Sally Ann Williams said it best in her talk, “If you do not intentionally, deliberately & proactively include; you will unintentionally exclude”. We don’t have full scale diversity, but for a team of less than 20 we cover more ground than some agencies two and three times our size.

During her talk Williams continued to impress upon the audience that representation matters. For her, a balanced ratio matters in her STEM industry, not just for opportunity but because everyone needs a seat at the design table. The cold hard fact she presented on women being at greater risk than men in car accidents, because seat belts and air bags were traditionally tested on crash test dummies the size of the average male, tells us why.

It’s no accident that Colloquial is as diverse as we are. No matter the agency, business, conference, pitch or project, the ratio needs to be by design—not by chance, or simply based on the skills we think people might be able to bring. This was beautifully highlighted by both Deng Thiak Adut and Roger Antochi. The stories of their backgrounds and successes emphasise the importance of employers being more open-minded and less led by judgement or misguided preconceived ideas about people, and instead focus on the unique views, experiences, insights and skills that they can add.

Going back to William’s point about deliberate inclusion, Westpac’s Head of Advertising Andrew Howie shared the work done to engage local Chinese communities by developing bespoke Chinese language OOH and POS assets and creative. There are powerful learnings and inspirations for brands in this approach. Australia is a truly multicultural society and while many of us understand that there is an audience waiting, many don’t know how to approach the challenging conversations that are needed to begin such inspiring work. It would have been great to hear how Howie engaged the Westpac board, leadership team and broader network to create an environment hungry to truly nurture diversity, in the face of any potential controversy.

Along with Howie, Australian Race Discrimination Commissioner Dr Tim Soutphommasane (main photo), disability advocates Cátia Malaquias and Angel Dixon and LGBTQIA champion ARN’s CMO Anthony Xydis reminded us that diversity goes far beyond gender. As evidenced just by our small team at Colloquial, diversity, inclusion and ‘changing the ratio’ go far beyond and deeper than many of the discussions from the conference.

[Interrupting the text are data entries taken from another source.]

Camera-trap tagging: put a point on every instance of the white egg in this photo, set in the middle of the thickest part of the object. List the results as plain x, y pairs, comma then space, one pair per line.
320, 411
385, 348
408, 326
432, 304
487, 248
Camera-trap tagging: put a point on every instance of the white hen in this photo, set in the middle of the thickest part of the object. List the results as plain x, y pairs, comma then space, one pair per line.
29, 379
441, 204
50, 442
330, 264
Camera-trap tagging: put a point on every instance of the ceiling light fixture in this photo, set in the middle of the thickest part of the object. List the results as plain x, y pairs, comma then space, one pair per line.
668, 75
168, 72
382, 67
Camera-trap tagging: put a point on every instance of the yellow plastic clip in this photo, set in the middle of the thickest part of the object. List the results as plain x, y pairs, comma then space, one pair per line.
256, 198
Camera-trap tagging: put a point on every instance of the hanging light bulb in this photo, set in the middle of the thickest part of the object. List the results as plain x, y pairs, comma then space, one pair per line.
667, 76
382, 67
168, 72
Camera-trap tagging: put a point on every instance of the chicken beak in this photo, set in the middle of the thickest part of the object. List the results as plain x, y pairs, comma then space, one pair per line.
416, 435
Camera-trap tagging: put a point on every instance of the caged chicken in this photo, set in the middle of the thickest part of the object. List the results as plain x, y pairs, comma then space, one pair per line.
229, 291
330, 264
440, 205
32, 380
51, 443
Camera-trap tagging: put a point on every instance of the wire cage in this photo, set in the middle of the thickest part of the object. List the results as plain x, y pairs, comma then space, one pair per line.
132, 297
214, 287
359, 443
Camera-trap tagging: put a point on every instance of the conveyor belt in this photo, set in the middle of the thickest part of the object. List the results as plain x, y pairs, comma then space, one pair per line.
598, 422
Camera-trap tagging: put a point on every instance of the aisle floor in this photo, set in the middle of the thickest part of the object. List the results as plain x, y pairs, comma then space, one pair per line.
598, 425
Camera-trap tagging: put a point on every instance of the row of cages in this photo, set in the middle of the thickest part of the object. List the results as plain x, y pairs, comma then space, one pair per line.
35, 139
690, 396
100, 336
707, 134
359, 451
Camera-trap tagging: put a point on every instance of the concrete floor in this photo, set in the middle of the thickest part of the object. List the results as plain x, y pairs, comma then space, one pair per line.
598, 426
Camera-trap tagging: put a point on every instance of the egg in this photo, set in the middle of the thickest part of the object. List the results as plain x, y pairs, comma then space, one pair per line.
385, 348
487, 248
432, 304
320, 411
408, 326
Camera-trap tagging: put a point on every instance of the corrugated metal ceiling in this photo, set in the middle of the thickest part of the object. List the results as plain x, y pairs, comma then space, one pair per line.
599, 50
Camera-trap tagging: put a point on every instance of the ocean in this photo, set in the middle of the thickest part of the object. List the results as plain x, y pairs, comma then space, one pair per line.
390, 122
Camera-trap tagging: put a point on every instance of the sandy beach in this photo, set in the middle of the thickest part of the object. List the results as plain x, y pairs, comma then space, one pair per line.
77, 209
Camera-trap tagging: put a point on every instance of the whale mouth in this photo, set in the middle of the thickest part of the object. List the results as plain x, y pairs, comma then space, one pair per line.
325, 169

Events like Changing the Ratio, and the ongoing discussions and changes that they should inspire, are needed because we do have a problem of representation in marketing, media and the creative industries. And representation matters.

No one limits their media consumption to only things that reflect themselves—we’re curious beings, so while we want to see our experience reflected, we’re also curious about how others live – and we should be encouraged to explore the world outside of our filter bubbles. But for minorities, we are shown how the majority live constantly, they’re seamlessly integrated in the media we consume everyday. We’ve seen them and now we want to see ourselves reflected too.

If there was a key takeaway, it’s that we need to actively engage and implement strategies that will get our industry and the work we produce toward a more diverse and inclusive goal, and that we need to include everyone—disabled, able bodied, straight, gay, trans, men, women, young, old, culturally diverse and indigenous Australians (a group who weren’t even part of the discussion on the day).

We had great conversations about the need to create more diversity and inclusion, and we heard incredible stories about what happens when we do. But let’s remember that Changing the Ratio isn’t about showing off how well we can do representation and it’s not about getting in on a trending moment. LGBTQIA representation should happen all year round, not just during Mardi Gras. Using actors with Down Syndrome shouldn’t only happen on World Down Syndrome Day. Designing for the disabled shouldn’t be something that we proudly build a campaign around, it should just happen. The visibility of Indigenous Australians in our media shouldn’t just increase when NAIDOC or Sorry Day is around the corner.

The conference was excellent in identifying why we should do this and why it would be beneficial—it was great in pointing out the holes we should fill. What we need to do now, simply, is act.